Kommentar zum Ausgang der Bundespräsidentschaftswahlen
Von Stefan Kastél

Der Tag der Bundespräsidenten-Wahl war ein gefühltes Luftanhalten über mehrere Stunden, das sich in vielen nervösen und angestrengten Gesichtern widerspiegelte. Unabhängig davon welche Bedeutung man dem Amt des Bundespräsidenten oder dieser ganzen Wahl in den letzten Monaten beigemessen hatte, kam wahrscheinlich der Politikverdrossenste nicht umhin zu bemerken, dass eine gewisse Energie in der Luft lag.  Dann, kurz nach 17 Uhr. Die erste Hochrechnung flimmert über diverse Bildschirme. Ein deutlicher Vorsprung und Freude für den einen, während sich sein Kontrahent um Diplomatie bemühte, die insbesondere bei den letzten Live-Duellen zu bröckeln begann.

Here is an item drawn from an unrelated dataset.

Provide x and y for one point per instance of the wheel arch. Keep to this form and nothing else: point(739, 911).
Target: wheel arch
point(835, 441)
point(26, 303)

Ein Bekannter schrieb währenddessen auf Facebook „Die Wahl ist geschlagen, jetzt hört auf zu streiten.“ In diesem Satz steckt sehr viel. Das Befrieden nach Innen, obwohl es wichtige Dinge zu besprechen gäbe. Das nicht Wahrhabenwollen von Differenzen in unserem Land. Als wäre Politik und die damit verbundenen Themen und Wahlen etwas Kurzweiliges, das man schnellstmöglich bei Seite schieben möge sobald die Aktualität nicht mehr gegeben ist.

Diese Wahl hat gezeigt, dass Politik immer aktuell ist. Die vielen „VdB mehr denn je“ und „Norbert Hofer X“ Profilbilder werden wieder verschwinden, bevor wir „Verfassungsgerichtshof“ aussprechen können. Wir werden wieder in unseren eigenen Blasen weiterleben und die Gegenseite tunlichst meiden. Oder auch nicht. Denn was wir aus dieser Wahl lernen sollten ist, dass an der Spaltung innerhalb der Gesellschaft gearbeitet werden muss.

Während des gesamten letzten Jahres wurde viel gestritten. Bestimmte Themen wurden mit Emotionen angereichert, nur um daraus politisches Kleingeld zu schlagen. Natürlich war das in der Vergangenheit nicht wesentlich anders. Jedoch hat sich besonders in den letzten Monaten eine starke Tendenz zur Überdramatisierung bemerkbar gemacht.  

Von rechtspopulistischen bis rechtsextremen Parteien darf man sich dabei in Zukunft auch keine Lösungen oder Entspannung erwarten. Denn noch immer geht es um Macht. Und mit versöhnlichen Worten würde weder Marine Le Pen, noch Heinz-Christian Strache oder Norbert Hofer einen Blumentopf gewinnen.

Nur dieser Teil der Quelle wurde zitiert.